Haringey: Planning committee faces crunch over Wood Green redevelopment plans

Haringey: Planning committee faces crunch over Wood Green redevelopment plans

special meeting of Haringey Council’s planning sub-committee will take place on Monday night with the entire agenda deemed confidential under the Local Government Act 1972. What’s going on?

Behind closed civic centre doors, the matter to be debated provides a snapshot of key London housing story issues – affordability, viability, profit versus social housing – which in this case dates back to June 2015, when Marks and Spencer announced the closure of its 77-year old Wood Green High Road store.

With the nearby branch of British Home Stores also closing a year later, the borough’s local plan allocated a significant stretch of the High Road for comprehensive redevelopment. An application for the M&S site duly came forward last year.

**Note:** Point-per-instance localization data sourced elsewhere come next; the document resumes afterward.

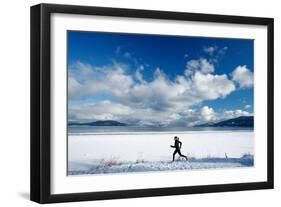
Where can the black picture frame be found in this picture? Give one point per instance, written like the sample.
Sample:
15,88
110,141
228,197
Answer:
41,98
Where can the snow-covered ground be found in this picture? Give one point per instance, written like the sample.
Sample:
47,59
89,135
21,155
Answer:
140,152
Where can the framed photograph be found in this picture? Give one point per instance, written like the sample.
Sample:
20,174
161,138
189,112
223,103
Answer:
132,103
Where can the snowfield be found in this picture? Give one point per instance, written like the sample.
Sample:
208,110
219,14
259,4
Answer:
142,152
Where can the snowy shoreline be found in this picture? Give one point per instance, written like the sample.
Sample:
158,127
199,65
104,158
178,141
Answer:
103,167
88,153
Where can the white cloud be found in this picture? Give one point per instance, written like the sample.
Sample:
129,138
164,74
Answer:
208,114
243,76
235,113
133,99
127,55
105,110
210,49
202,65
211,87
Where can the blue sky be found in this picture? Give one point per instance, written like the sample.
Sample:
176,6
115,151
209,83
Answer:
158,79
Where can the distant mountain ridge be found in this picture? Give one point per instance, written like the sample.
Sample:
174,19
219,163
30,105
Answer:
242,121
98,123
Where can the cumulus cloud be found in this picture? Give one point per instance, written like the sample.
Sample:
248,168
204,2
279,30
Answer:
159,101
210,49
243,77
235,113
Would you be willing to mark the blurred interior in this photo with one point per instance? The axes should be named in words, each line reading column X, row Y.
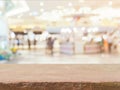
column 79, row 27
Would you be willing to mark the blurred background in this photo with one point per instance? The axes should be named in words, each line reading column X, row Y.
column 60, row 31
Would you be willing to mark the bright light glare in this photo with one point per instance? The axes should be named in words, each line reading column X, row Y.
column 41, row 4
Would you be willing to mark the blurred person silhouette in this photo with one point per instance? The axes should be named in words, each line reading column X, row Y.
column 50, row 43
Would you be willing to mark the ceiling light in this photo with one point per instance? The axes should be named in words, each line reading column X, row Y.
column 41, row 4
column 41, row 10
column 110, row 3
column 69, row 4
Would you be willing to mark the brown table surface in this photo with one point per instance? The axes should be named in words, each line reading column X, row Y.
column 12, row 73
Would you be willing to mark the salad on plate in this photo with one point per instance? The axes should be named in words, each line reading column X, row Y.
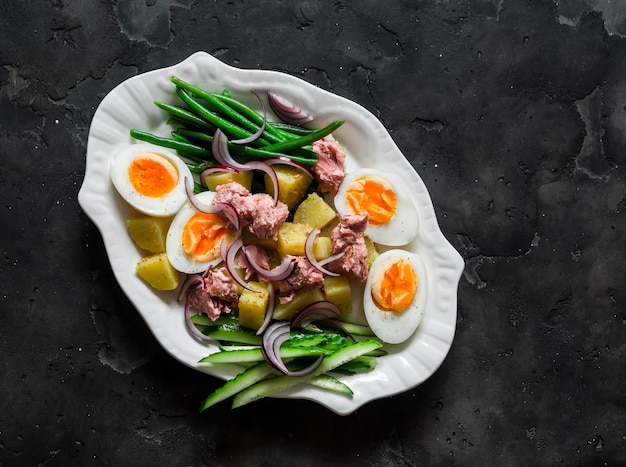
column 255, row 224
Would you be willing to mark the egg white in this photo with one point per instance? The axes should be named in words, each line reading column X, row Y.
column 402, row 227
column 174, row 243
column 165, row 206
column 390, row 327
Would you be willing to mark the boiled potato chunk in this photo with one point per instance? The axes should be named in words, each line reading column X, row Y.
column 322, row 247
column 292, row 184
column 252, row 305
column 302, row 298
column 372, row 251
column 251, row 239
column 292, row 241
column 149, row 232
column 157, row 271
column 337, row 290
column 291, row 238
column 215, row 179
column 314, row 211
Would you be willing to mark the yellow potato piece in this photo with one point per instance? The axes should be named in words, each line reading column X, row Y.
column 149, row 232
column 337, row 290
column 252, row 305
column 292, row 184
column 314, row 211
column 157, row 271
column 322, row 247
column 216, row 179
column 302, row 298
column 291, row 238
column 372, row 251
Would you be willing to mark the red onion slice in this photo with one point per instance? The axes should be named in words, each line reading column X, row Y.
column 232, row 267
column 190, row 326
column 286, row 110
column 275, row 335
column 263, row 167
column 252, row 138
column 191, row 282
column 314, row 312
column 279, row 273
column 228, row 210
column 214, row 169
column 219, row 147
column 197, row 204
column 290, row 162
column 308, row 251
column 269, row 312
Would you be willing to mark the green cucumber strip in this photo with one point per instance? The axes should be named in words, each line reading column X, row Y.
column 232, row 333
column 330, row 383
column 358, row 365
column 304, row 341
column 354, row 329
column 256, row 355
column 204, row 320
column 243, row 380
column 280, row 383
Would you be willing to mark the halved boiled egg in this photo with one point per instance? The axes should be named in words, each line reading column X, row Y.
column 395, row 295
column 152, row 180
column 393, row 219
column 194, row 238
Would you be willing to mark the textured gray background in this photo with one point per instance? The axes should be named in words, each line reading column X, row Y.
column 513, row 113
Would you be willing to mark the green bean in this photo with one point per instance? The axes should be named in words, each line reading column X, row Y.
column 187, row 148
column 251, row 114
column 199, row 168
column 225, row 125
column 306, row 139
column 194, row 135
column 293, row 129
column 302, row 155
column 185, row 115
column 231, row 109
column 261, row 153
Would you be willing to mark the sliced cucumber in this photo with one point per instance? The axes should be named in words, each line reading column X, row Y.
column 243, row 380
column 256, row 355
column 204, row 320
column 354, row 329
column 273, row 385
column 358, row 365
column 330, row 383
column 232, row 333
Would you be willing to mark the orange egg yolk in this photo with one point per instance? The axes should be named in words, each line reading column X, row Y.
column 202, row 236
column 152, row 175
column 373, row 195
column 394, row 285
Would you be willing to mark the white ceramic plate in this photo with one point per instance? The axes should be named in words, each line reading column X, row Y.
column 130, row 105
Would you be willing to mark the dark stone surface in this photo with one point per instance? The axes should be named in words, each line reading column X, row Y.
column 513, row 113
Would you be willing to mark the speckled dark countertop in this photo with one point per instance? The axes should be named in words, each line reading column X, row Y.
column 512, row 112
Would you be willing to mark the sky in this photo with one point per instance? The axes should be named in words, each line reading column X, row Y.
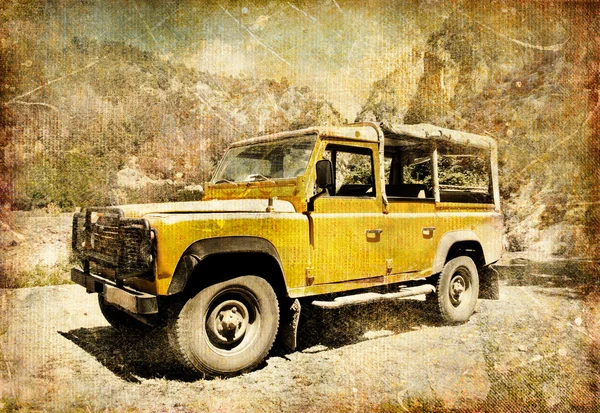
column 337, row 48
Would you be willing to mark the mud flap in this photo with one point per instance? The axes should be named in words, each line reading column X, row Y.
column 489, row 284
column 288, row 331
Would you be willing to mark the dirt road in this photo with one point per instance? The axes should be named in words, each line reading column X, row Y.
column 534, row 348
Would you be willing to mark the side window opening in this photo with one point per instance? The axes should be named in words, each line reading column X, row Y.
column 409, row 174
column 353, row 171
column 464, row 175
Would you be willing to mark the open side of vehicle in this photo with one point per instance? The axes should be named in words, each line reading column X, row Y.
column 328, row 215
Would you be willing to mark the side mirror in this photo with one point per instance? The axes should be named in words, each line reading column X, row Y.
column 324, row 174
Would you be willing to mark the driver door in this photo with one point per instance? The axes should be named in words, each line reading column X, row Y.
column 348, row 220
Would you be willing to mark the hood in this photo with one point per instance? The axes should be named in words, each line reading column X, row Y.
column 217, row 205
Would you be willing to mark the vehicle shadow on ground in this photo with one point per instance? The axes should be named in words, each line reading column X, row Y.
column 334, row 328
column 571, row 278
column 132, row 358
column 129, row 356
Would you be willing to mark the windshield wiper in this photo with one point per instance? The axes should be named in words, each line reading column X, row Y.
column 225, row 181
column 258, row 177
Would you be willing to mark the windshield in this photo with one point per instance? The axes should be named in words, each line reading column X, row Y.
column 281, row 159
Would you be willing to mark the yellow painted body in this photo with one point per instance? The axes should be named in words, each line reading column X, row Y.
column 345, row 243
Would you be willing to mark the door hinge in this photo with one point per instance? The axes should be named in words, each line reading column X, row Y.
column 309, row 277
column 389, row 265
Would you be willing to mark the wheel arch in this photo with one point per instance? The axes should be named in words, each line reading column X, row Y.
column 456, row 243
column 236, row 253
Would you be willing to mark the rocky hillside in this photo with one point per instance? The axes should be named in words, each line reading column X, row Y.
column 520, row 77
column 124, row 125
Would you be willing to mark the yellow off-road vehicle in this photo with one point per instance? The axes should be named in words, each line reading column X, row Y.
column 333, row 216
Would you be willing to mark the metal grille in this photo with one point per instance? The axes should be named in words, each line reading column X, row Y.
column 102, row 237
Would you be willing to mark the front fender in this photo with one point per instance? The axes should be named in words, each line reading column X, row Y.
column 199, row 250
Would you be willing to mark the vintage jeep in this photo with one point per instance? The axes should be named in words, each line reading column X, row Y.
column 331, row 215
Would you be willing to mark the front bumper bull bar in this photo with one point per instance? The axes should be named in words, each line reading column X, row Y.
column 127, row 298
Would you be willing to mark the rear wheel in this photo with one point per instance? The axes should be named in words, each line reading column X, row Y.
column 227, row 328
column 457, row 290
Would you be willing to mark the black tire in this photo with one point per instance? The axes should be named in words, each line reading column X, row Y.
column 121, row 320
column 227, row 328
column 457, row 290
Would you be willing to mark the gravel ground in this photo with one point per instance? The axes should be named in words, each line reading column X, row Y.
column 535, row 349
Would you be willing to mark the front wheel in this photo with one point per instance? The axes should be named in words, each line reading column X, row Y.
column 227, row 328
column 457, row 290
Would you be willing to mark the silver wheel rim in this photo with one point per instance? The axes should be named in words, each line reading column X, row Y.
column 460, row 287
column 232, row 321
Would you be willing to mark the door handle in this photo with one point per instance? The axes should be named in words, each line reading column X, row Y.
column 427, row 232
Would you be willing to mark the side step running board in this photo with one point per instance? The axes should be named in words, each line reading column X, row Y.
column 374, row 297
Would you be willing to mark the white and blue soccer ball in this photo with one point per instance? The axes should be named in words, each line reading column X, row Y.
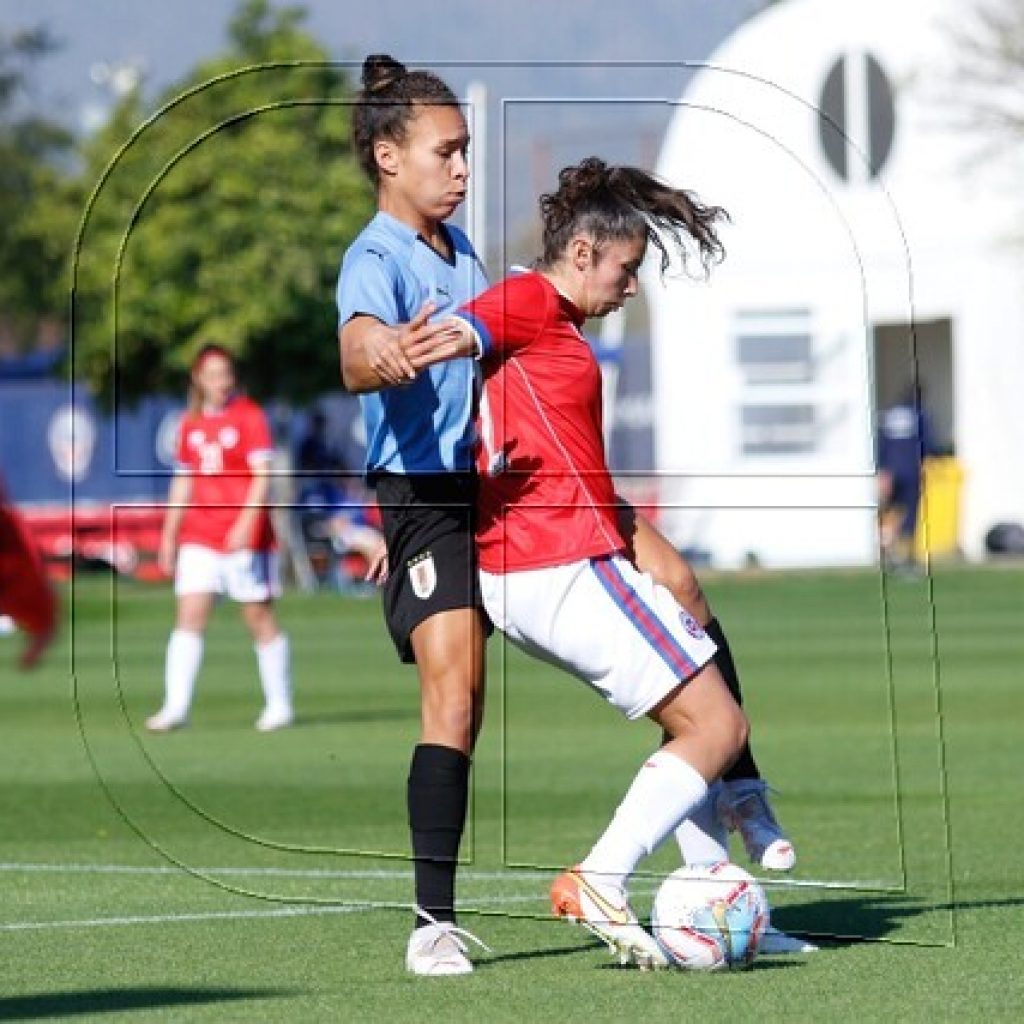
column 710, row 916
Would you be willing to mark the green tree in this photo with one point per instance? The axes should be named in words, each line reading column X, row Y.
column 220, row 214
column 36, row 230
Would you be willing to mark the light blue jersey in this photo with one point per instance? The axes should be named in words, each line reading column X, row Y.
column 389, row 272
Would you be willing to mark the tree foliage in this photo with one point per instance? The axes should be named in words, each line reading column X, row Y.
column 219, row 214
column 988, row 77
column 35, row 235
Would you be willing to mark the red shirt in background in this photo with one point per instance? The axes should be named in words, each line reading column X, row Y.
column 218, row 451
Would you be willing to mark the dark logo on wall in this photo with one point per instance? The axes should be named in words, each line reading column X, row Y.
column 856, row 117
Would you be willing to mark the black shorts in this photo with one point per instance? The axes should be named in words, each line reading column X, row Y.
column 429, row 522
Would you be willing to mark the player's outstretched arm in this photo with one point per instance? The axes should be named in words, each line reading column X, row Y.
column 374, row 354
column 451, row 339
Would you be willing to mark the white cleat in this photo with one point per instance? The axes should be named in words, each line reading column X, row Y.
column 165, row 721
column 743, row 807
column 605, row 911
column 437, row 950
column 274, row 718
column 775, row 942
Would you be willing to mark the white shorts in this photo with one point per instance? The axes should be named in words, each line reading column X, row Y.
column 246, row 577
column 604, row 622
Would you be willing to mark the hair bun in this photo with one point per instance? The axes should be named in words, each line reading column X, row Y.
column 380, row 71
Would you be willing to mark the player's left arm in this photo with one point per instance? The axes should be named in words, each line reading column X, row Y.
column 243, row 532
column 259, row 454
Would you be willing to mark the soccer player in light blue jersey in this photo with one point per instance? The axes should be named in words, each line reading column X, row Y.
column 406, row 269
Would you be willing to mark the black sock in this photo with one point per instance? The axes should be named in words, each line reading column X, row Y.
column 438, row 786
column 744, row 766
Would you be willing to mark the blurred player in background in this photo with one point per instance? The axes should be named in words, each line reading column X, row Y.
column 333, row 505
column 217, row 540
column 26, row 596
column 552, row 549
column 411, row 138
column 904, row 440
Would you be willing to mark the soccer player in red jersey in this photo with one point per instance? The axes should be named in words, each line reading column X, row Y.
column 217, row 540
column 552, row 541
column 25, row 593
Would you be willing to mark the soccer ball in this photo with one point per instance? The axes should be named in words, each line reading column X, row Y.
column 710, row 916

The developers proposed new ground floor retail space plus 128 homes above it, ranging from three to nine floors in height. Just nine per cent of them were rated “affordable”, and even that low level was deemed “unviable” in an assessment by property consultants Savills. The council’s independent assessment by BNP Paribas challenged a number of the applicant’s assumptions, but it was nonetheless agreed that the plan was not commercially viable.

Council officers discussed changes to the plan with the applicant, and this resulted in a revised, slightly smaller scheme, that was still technically unviable but had fewer one-bed units and an uplift to 25 per cent affordable housing, with the council having first refusal on the purchase of those for rent, achieved by reducing profit levels.

It still wasn’t good enough for planning committee councillors, and in October they rejected the revised scheme by seven votes to four against officers’ recommendations and despite warnings that the council’s 40 per cent affordable policy applies across the borough as a whole, not to every individual site.

Now, with an appeal against that rejection pending, legal advice contained in confidential reports apparently describes the committee’s stance as a “doomed case”, with no arguments available to counter the viability assessments and therefore “no realistic prospect of success” should it seek to resist the appeal.

With the risk of legal costs awarded against the council possibly reaching £300,000 and the applicant reserving its right to alter the affordable housing offer, tomorrow’s closed doors meeting will seek councillor agreement to drop its objection to the affordability level as it stands.

A second reason for refusal, on the basis of “overdevelopment” of the site, would remain. Will councillors settle for 25 per cent of something rather than 40 per cent of nothing, or stick to their guns? We’ll know by the end of Monday night.